Fear of disappointing God. Fear that I’d stray away again. Fear that if I didn’t surround myself with only Christian influences, I’d end up being influenced in the wrong direction.
These fears were not from God, they were fears from the enemy. If these fears went unchecked, I could have become that same judgey, closed minded Christian I hated so many years ago!
I bet many Christians today have similar fears. Fears that create caution in their hearts when they cross paths with someone in obvious sin.
We must strive to fight against those fears and choose love for sake of others. We must strive to live in that tension, that awkwardness, so that we can display the grace of Jesus without compromising truth.
I came across this passage when reading my Bible.
“We who are strong ought to bear with the failings of the weak and not to please ourselves. Each of us should please our neighbors for their good, to build them up.
May the God who gives endurance and encouragement give you the same attitude of mind toward each other that Christ Jesus had, so that with one mind and one voice you may glorify the God and Father of our Lord Jesus Christ. Accept one another, then, just as Christ accepted you, in order to bring praise to God.” (Romans 15:1-2, 5-7 NIV)
I love the part that says “bear with the failings”. To “bear with” means to “be patient or tolerant with”. Do you know how patience is defined? “The capacity to accept or tolerate delay, trouble, or suffering without getting angry or upset.” Thank you dictionary!
We need to do our best to be patient with those who are on a journey different than ours without getting upset or angry. (Lord, help us.) I know that isn’t easy, but we must try so that, like it says in Romans, we will “glorify the God and Father of our Lord Jesus Christ.”
Do you see? Our love and patience and acceptance, with those who are sinning, brings glory to our God! We are displaying a character of Jesus to a person who may never experience it again.
Another verse I came across is Galatians 6:1.
“if another believer is overcome by sin, you who are godly should gently and humbly help that person back onto the right path. And be careful not to fall into the same temptation yourself.” (NLT)
God wants us to be patient and humble and gentle towards others. He wants us to be careful not to stray ourselves, but not to the point were we are building walls, blocking out the ones who need love most. Pray for discernment and let the spirit lead you in those moments. “[We] can do all things through Christ who strengthens [us].”Philippians 4:13.
For those of us that this grace thing comes easy to? You must also have patience. Have with your Christian friends who struggle. Encourage them humbly and gently as much as you would encourage anyone else. We may think we are more opened minded because we accept the ones who are sinning, but if we are not accepting the ones who seem more closed minded than us, we are no better than them.
Grace wins with everyone. Grace wins everytime.
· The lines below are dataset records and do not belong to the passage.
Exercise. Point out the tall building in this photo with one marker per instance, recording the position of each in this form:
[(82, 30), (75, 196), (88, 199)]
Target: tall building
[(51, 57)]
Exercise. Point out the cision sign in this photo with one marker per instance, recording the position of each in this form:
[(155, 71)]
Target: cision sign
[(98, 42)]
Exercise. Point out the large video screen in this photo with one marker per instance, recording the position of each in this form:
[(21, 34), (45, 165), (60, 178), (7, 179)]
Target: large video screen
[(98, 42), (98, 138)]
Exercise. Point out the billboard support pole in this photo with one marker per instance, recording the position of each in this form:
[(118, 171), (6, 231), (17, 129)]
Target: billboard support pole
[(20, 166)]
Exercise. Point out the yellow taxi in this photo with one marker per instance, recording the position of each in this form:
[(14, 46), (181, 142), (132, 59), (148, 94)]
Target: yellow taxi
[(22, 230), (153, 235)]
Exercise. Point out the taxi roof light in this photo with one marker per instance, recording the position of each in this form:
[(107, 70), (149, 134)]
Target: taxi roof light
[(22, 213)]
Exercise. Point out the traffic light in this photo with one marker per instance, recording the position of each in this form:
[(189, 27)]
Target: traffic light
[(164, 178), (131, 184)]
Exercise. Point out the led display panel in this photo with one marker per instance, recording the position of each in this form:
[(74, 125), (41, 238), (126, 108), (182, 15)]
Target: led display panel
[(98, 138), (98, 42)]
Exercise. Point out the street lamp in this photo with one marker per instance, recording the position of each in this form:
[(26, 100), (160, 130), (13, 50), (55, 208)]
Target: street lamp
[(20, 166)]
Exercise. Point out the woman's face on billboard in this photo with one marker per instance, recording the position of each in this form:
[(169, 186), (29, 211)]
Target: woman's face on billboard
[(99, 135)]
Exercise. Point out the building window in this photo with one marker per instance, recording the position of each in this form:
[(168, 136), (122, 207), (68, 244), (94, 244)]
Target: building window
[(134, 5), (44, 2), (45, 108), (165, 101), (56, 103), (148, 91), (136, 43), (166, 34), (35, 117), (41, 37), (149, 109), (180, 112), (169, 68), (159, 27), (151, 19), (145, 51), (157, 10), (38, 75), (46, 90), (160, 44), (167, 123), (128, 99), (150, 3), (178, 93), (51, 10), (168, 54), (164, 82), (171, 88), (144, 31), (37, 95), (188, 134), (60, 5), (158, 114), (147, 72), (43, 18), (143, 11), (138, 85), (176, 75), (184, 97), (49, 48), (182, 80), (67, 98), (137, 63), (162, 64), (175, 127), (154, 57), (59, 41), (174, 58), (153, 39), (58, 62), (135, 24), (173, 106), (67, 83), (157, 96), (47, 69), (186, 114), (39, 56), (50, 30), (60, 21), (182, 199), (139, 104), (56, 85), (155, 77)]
“Hatred stirs up conflict, but love covers over all wrongs.” (Proverbs 10:12 NIV)
AUTHORS NOTE: Due to some after thought and some responses I want to make something clear(er). I don’t want my points about being gentle and humble to create the thought that the second part of the verse, restoring them back to God, doesn’t matter. That part of the verse is very important and not to be ignored. However, finding the balance of restoring and gentleness can be hard for some. A lot of people seem to separate the two – either I accept with grace or I restore them to truth – and really it needs to be both. But, sometimes the way to restore is simply by giving the grace of Jesus. Sometimes that’s the best choice for the time being. Rather than speaking truth verbally, you are speaking truth through your own example.